Droit de grève et Réquisition dans le secteur privé : Que dit la Loi ? Qui est concerné ?

Ces derniers mois ont été rythmés par des périodes de grèves très suivies. En octobre 2022 avec le blocage des raffineries, et actuellement dans le cadre de la réforme des retraites.

Une nouvelle journée d’action contre la réforme des retraites est prévue ce jeudi 16 février.

Il est à nouveau évoqué la possibilité de recourir à la réquisition de salariés grévistes.

L’occasion pour nous d’en rappeler brièvement le cadre. 

Quelles sont les possibilités pour l’employeur ? Quels sont les impacts pour le salarié ?

Confronté à un mouvement de grève, l'employeur est tenu d'assurer la poursuite de l'activité de l'entreprise afin de donner aux salariés non-grévistes les moyens d'accomplir leur travail et de leur verser leur salaire.

L’employeur doit aussi éviter une baisse d’activité et de production, préjudiciable aux intérêts de l’entreprise, mais également aux utilisateurs de services collectifs.

L’employeur peut-il remplacer des salariés grévistes ? 
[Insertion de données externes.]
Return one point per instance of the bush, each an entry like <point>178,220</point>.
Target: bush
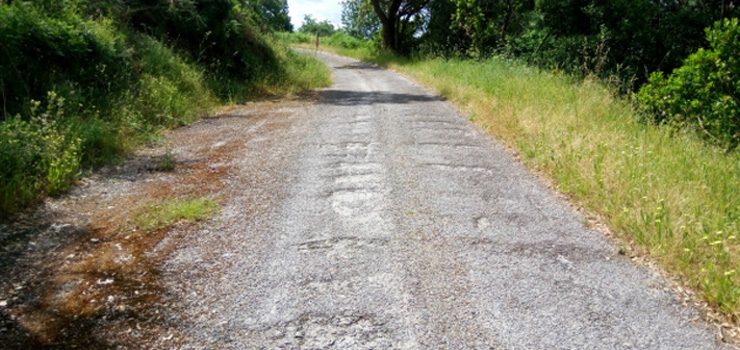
<point>37,156</point>
<point>704,93</point>
<point>41,53</point>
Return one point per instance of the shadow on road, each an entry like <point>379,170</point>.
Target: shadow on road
<point>358,98</point>
<point>359,65</point>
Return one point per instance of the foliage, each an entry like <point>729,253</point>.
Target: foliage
<point>486,25</point>
<point>400,20</point>
<point>669,192</point>
<point>172,211</point>
<point>37,156</point>
<point>310,25</point>
<point>273,14</point>
<point>358,18</point>
<point>703,93</point>
<point>108,82</point>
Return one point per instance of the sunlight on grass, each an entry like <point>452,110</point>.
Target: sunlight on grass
<point>172,211</point>
<point>667,191</point>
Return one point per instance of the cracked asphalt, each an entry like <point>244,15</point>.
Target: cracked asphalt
<point>379,217</point>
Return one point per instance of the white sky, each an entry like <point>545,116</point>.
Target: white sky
<point>320,9</point>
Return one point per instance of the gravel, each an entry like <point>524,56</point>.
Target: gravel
<point>378,217</point>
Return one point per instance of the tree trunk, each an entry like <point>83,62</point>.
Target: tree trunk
<point>390,36</point>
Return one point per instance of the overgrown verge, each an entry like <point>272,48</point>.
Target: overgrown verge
<point>83,82</point>
<point>664,189</point>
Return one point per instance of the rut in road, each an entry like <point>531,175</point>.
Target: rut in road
<point>379,218</point>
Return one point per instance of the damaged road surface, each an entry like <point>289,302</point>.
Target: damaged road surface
<point>377,217</point>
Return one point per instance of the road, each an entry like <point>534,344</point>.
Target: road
<point>379,217</point>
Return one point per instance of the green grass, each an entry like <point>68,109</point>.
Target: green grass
<point>669,192</point>
<point>79,128</point>
<point>172,211</point>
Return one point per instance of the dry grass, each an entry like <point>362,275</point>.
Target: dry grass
<point>665,192</point>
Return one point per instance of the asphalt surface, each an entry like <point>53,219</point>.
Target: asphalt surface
<point>379,217</point>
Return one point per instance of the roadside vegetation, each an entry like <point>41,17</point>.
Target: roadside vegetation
<point>654,154</point>
<point>83,82</point>
<point>172,211</point>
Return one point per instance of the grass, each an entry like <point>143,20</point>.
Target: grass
<point>78,128</point>
<point>671,194</point>
<point>172,211</point>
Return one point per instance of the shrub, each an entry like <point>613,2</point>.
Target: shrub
<point>37,156</point>
<point>704,93</point>
<point>41,53</point>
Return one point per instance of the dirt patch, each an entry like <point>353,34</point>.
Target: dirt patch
<point>77,273</point>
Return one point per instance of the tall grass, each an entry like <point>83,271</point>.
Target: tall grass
<point>669,192</point>
<point>80,91</point>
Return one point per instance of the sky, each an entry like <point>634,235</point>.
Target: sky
<point>320,9</point>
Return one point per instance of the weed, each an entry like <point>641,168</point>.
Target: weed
<point>668,191</point>
<point>172,211</point>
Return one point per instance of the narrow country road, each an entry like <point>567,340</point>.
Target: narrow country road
<point>380,218</point>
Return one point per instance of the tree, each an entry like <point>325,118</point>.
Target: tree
<point>395,17</point>
<point>359,19</point>
<point>273,14</point>
<point>310,25</point>
<point>487,24</point>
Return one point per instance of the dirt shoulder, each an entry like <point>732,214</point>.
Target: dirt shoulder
<point>79,272</point>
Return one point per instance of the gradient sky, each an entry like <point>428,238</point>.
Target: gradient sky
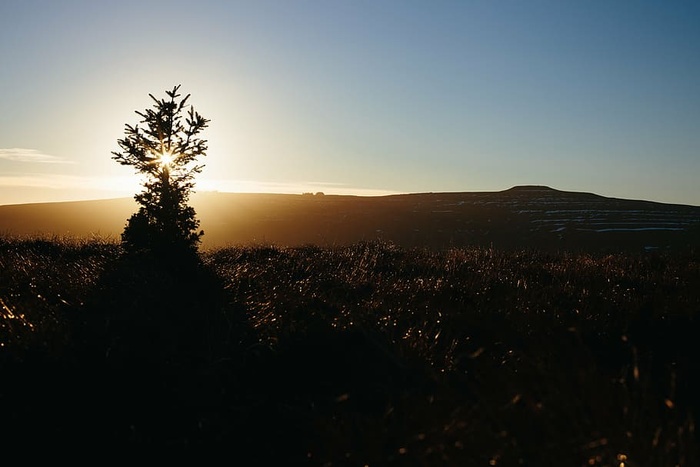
<point>359,97</point>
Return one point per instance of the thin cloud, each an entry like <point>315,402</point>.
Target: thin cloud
<point>33,156</point>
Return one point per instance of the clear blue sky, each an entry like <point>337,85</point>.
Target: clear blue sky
<point>362,97</point>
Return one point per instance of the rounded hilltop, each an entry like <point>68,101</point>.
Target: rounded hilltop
<point>531,188</point>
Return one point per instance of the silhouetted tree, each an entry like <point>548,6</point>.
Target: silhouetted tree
<point>164,149</point>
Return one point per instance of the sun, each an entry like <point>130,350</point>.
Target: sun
<point>165,159</point>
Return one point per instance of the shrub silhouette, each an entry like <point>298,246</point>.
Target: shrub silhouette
<point>164,150</point>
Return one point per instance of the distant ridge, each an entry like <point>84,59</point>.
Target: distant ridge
<point>522,217</point>
<point>530,188</point>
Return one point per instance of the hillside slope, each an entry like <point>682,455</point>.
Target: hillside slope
<point>521,217</point>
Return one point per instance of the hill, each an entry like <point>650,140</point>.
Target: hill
<point>521,217</point>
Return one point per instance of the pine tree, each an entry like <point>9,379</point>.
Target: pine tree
<point>164,150</point>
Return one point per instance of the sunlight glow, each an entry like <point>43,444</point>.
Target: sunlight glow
<point>165,159</point>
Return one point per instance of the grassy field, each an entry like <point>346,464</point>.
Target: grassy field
<point>368,354</point>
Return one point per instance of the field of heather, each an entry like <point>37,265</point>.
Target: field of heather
<point>367,354</point>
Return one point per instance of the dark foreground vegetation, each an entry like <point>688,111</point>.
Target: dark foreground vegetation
<point>368,354</point>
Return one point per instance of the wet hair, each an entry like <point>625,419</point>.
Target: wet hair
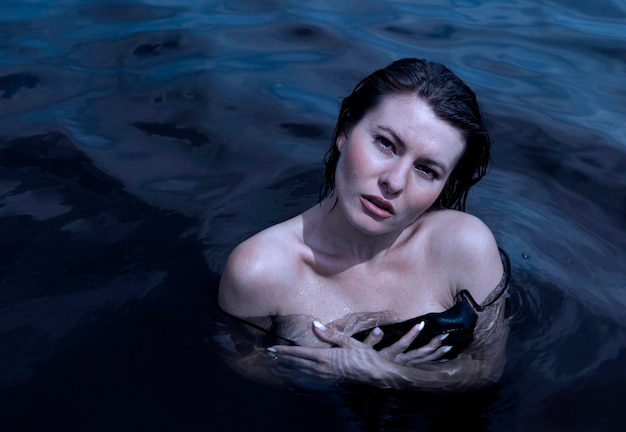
<point>449,98</point>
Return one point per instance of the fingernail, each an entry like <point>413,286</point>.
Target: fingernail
<point>318,325</point>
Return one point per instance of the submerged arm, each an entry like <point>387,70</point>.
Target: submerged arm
<point>479,365</point>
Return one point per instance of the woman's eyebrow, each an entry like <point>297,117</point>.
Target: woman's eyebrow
<point>399,141</point>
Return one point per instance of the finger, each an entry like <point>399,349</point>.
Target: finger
<point>373,337</point>
<point>425,351</point>
<point>404,342</point>
<point>433,356</point>
<point>332,336</point>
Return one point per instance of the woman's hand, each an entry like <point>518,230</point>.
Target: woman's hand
<point>359,361</point>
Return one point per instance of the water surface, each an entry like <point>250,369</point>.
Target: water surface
<point>141,141</point>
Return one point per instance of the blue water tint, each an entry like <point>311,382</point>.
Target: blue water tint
<point>141,141</point>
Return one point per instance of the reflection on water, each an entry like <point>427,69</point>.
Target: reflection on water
<point>140,142</point>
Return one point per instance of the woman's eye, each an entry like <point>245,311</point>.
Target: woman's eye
<point>428,171</point>
<point>384,142</point>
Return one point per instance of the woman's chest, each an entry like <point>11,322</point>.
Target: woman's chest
<point>405,292</point>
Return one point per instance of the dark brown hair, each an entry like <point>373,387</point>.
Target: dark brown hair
<point>446,94</point>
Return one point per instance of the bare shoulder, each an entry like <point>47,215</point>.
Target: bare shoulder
<point>256,271</point>
<point>468,250</point>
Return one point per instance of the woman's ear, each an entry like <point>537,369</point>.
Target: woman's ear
<point>341,140</point>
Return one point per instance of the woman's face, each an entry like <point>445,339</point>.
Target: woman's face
<point>394,164</point>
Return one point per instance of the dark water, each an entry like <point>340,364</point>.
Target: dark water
<point>141,141</point>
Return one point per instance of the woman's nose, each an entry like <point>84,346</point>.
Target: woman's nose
<point>393,179</point>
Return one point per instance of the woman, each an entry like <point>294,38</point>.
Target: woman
<point>389,241</point>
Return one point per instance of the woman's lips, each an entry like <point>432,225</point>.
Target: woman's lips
<point>378,206</point>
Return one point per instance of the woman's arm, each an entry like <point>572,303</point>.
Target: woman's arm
<point>479,365</point>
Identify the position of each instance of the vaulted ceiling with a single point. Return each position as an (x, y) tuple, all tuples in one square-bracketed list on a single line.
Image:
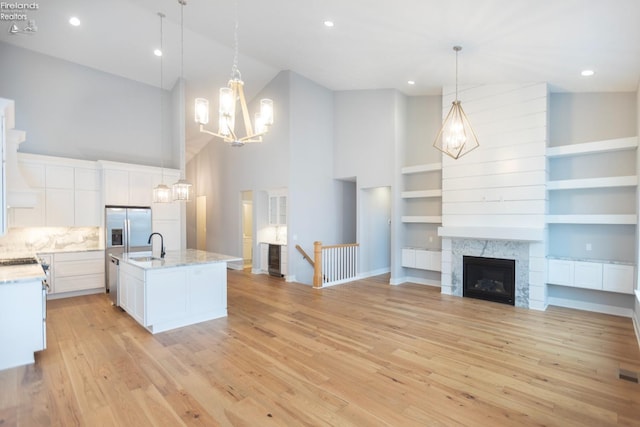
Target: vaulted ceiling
[(372, 44)]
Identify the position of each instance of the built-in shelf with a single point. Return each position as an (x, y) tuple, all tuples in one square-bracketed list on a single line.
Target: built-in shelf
[(593, 219), (613, 181), (608, 145), (421, 194), (423, 219), (427, 167)]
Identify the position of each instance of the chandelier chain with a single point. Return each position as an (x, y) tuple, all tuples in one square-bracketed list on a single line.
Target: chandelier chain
[(235, 72)]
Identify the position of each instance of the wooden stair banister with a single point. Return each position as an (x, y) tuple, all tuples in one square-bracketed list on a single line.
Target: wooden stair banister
[(305, 256)]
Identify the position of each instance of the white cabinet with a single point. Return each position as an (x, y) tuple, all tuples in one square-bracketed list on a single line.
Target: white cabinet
[(67, 190), (618, 278), (587, 275), (264, 257), (78, 271), (560, 272), (421, 259), (277, 207), (600, 276), (161, 299), (22, 315)]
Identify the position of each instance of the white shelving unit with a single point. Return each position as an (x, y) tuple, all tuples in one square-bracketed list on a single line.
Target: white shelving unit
[(605, 146), (422, 194)]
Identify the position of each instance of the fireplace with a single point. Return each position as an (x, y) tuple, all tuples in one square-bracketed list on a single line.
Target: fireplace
[(491, 279)]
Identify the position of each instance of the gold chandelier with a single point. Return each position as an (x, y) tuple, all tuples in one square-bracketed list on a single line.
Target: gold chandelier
[(456, 137), (230, 96)]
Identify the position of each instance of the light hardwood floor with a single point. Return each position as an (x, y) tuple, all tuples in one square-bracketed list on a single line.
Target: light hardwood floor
[(360, 354)]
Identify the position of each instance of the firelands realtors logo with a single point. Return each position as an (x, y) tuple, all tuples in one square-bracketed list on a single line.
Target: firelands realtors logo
[(18, 14)]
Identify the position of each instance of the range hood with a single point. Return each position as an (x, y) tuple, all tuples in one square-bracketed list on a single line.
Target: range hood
[(19, 193)]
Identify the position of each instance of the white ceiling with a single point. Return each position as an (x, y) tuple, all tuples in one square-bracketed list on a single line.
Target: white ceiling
[(372, 45)]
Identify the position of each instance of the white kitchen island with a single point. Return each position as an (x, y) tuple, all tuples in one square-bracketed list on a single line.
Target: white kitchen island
[(183, 288)]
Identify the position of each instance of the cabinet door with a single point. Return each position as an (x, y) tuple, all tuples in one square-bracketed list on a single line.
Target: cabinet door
[(140, 188), (59, 207), (264, 257), (423, 259), (282, 210), (408, 257), (618, 278), (436, 261), (116, 187), (88, 212), (587, 275), (273, 210), (560, 272)]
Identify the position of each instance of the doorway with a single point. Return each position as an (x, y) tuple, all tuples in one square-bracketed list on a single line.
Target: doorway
[(201, 223), (246, 212)]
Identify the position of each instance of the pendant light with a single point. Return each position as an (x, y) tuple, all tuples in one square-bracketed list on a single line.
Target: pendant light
[(182, 189), (229, 98), (456, 137), (161, 193)]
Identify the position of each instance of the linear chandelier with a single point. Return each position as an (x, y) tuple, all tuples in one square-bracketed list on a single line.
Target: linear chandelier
[(456, 137), (230, 96)]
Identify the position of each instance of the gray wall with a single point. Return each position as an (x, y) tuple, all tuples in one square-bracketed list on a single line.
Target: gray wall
[(584, 117), (69, 110)]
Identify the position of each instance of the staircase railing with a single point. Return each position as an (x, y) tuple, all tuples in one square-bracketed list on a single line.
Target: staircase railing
[(334, 264)]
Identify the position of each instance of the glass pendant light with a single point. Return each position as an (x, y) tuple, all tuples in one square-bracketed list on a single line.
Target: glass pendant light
[(456, 137)]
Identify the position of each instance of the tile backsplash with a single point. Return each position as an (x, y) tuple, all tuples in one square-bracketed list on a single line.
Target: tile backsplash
[(27, 241)]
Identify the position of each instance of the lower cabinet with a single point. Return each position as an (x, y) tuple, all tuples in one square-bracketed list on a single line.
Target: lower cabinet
[(422, 259), (591, 275), (77, 271), (23, 316), (166, 298)]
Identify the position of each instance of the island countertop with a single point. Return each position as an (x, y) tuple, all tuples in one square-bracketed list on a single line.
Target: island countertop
[(182, 258)]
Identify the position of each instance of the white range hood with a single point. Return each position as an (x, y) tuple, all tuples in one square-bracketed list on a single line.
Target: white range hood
[(18, 192)]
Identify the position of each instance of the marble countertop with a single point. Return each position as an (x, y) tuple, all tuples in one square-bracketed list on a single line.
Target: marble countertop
[(21, 273), (590, 260), (175, 259)]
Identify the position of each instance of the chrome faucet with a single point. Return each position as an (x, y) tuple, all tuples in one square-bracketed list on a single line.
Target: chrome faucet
[(162, 252)]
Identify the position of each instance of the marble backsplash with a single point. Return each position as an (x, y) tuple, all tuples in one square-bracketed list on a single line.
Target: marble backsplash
[(27, 241)]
Non, il ne peut pas embaucher une personne en CDD ou un intérimaire pour remplacer un salarié gréviste. Cependant, l’employeur peut demander aux non-grévistes de réaliser les tâches d'ordinaires dévolues aux grévistes. 

L’Etat peut-il réquisitionner les grévistes ? 

Dans certaines situations exceptionnelles, l’Etat va être contraint de réquisitionner des salariés grévistes, droit qui a vocation première à s’appliquer pour les services publics en cas d'atteinte grave à la continuité du service, à condition que la loi le prévoit, et dans le cas où l'interruption de leur activité serait de nature à compromettre l'ordre public.

En droit français, deux textes permettent en théorie la réquisition de salariés :

1-      l’article L.1111-2 du code de la défense, l’exécutif peut, par décret, mobiliser des personnes et des biens « en cas de menace portant notamment sur une partie du territoire, sur un secteur de la vie nationale ou sur une fraction de la population ».

En pratique, ces dispositions sont extrêmement limitatives et rarement mises en œuvre ;

2-      L’article L.2215-1 du code général des collectivités territoriales donne aussi pouvoir aux préfets, par arrêté, de « requérir toute personne nécessaire » lorsque « l’atteinte constatée ou prévisible au bon ordre, à la salubrité, à la tranquillité et à la sécurité publiques l’exige ». Ce texte, résultant de la loi n°2003-239 du 18 mars 2003, s’applique aussi à la réquisition de salariés grévistes de droit privé, (CE 9 décembre 2003 n° 262186). L'article L. 2215-1, permet au préfet d’ordonner une mesure de réquisition justifiée par l'urgence et si la mesure est proportionnée aux nécessités de l'ordre public.

Par conséquent, pour obtenir la réquisition de salariés grévistes, l’employeur n’a d’autre choix que de s’adresser au préfet, seul compétent pour prononcer une telle mesure, le juge judiciaire, même en référé, n’étant pas compétent pour statuer sur une telle demande.

Les activités susceptibles d’être concernées par la réquisition des salariés grévistes sont notamment :

- le secteur de l’énergie (CE, 27 oct. 2010, n° 343966 ; TA, Châlons-en-Champagne, 2e ch., 21 oct. 2019, n°1902530) ;

- le secteur de la santé (CE, 9 déc. 2003, n° 262186 ; TA RENNES, n° 2205246 et 2205262)

Les conditions strictes de réquisition s’apprécient au cas par cas au vu de l’urgence et avec la recherche continue de la proportion de la mesure aux nécessités de l’ordre public.

Rappelons que le refus d'exécuter les mesures prescrites par l'autorité requérante constitue un délit qui est puni de six mois d'emprisonnement et de 10 000 euros d'amende.